Soul singer P.P. Arnold, who once sang with Ike and Tina Turner as a member of the Ikettes, has accused Ike Turner of raping her in her upcoming memoir, Soul Survivor.
While the book hasn’t been published yet, Arnold told The Telegraph in an interview that Turner once trapped her in a room and raped her. “What can I say?” she continued. “It was awful. I despised Ike on that level, but I didn’t know how to express myself.”
Arnold, who did not specify when the alleged incident happened, added that she was fearful of speaking out, as it could’ve meant the end of her budding career, and a return to an abusive husband. “I was told Tina wanted to get rid of me because Ike was after me,” Arnold said. “If I had run to Tina or called my parents, it would have meant I would have [had] to come home.”

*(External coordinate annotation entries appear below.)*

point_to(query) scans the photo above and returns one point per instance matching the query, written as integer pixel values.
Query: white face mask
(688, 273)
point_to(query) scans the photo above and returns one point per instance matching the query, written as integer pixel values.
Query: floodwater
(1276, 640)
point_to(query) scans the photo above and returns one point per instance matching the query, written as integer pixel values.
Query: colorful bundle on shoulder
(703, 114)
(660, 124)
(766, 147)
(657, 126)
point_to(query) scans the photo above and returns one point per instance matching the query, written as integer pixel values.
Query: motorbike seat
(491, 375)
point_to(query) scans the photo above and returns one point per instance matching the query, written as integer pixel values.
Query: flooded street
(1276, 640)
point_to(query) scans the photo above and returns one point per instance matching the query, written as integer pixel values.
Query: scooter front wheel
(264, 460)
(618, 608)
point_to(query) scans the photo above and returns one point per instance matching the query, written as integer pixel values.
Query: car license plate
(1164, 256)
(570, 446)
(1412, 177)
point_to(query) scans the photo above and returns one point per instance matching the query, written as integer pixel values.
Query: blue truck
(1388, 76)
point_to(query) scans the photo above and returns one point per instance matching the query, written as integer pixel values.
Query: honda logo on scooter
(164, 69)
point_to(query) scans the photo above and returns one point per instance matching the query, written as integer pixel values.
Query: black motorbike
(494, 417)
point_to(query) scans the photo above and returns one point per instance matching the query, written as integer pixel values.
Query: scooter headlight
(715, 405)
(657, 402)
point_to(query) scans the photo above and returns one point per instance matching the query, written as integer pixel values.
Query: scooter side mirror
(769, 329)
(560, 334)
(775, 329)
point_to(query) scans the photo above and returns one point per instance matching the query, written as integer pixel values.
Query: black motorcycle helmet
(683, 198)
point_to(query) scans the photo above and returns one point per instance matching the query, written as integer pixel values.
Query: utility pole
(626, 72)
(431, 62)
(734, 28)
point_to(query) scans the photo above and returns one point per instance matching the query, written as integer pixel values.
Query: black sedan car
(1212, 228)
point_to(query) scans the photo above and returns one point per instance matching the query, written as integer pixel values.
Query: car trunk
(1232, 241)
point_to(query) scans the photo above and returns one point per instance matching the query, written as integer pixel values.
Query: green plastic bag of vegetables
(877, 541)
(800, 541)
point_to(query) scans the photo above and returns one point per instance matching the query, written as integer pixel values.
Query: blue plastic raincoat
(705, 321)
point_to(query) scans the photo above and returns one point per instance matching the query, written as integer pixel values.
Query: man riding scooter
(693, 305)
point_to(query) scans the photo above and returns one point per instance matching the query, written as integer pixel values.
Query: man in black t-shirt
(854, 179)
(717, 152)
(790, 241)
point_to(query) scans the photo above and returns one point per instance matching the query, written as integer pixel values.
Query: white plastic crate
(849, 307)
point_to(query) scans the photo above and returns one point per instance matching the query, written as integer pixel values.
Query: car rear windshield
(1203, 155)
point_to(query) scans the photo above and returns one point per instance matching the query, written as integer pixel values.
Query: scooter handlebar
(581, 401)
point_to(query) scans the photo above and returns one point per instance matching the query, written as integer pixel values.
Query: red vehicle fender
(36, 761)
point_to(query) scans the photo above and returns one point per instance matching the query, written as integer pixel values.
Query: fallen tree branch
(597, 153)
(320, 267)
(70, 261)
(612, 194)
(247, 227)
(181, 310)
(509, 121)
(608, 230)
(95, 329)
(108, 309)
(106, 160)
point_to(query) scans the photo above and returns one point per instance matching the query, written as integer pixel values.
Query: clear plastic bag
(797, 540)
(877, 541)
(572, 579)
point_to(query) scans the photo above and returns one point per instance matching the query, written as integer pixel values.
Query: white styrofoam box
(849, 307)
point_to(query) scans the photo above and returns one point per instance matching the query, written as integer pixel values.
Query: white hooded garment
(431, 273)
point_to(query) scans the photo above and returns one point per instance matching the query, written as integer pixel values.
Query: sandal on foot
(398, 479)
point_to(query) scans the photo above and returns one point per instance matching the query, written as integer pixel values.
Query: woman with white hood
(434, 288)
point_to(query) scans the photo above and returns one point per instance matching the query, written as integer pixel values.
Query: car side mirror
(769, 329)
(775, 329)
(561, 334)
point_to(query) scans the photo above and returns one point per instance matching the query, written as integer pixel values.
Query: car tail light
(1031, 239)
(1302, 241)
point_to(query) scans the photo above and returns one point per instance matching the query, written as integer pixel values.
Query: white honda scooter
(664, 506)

Turner’s history of abuse towards his ex-wife, Tina, has been well-documented over the years (Ike died in 2007). In her own memoir, My Love Story, Tina even wrote, “Sex with Ike had become an expression of hostility — a kind of rape — especially when it began or ended with a beating.” Ike, himself, has also claimed he was sexually assaulted and raped as a child, writing in his memoir, Taking Back My Name, that he had “sexual relations” with at least three people before he was 12 years old.
As for Arnold, she said she eventually left the Ikettes at the urging of none other than Mick Jagger, with whom she soon struck up a romantic relationship that, Arnold claims, also involved Jagger’s then-girlfriend, Marianne Faithfull. In her book, Arnold writes that “Marianne was more interested in me,” but she was more “infatuated” with Jagger. Ultimately, though, the relationship left her uneasy: “There was a plantation feel about it, like I was plaything.”
Elsewhere in, Soul Survivor, Arnold discusses her successful solo career in the U.K., the tragic death of her 13-year-old daughter, Debbie, and how Andrew Lloyd Webber helped revitalize her career with a role in his musical Starlight Express. She also discusses her relationships with other rock luminaries including Jimi Hendrix, Rod Stewart, and Small Faces frontman Steve Marriott. As she told The Telegraph, describing these liaisons was less about dishing pure gossip than setting the record straight.
“I just thought, ‘These guys were my friends, but they didn’t even mention me in their books,’” she said. “I’m not ashamed. I was young, I was experiencing my life and hey, boom, here it is.”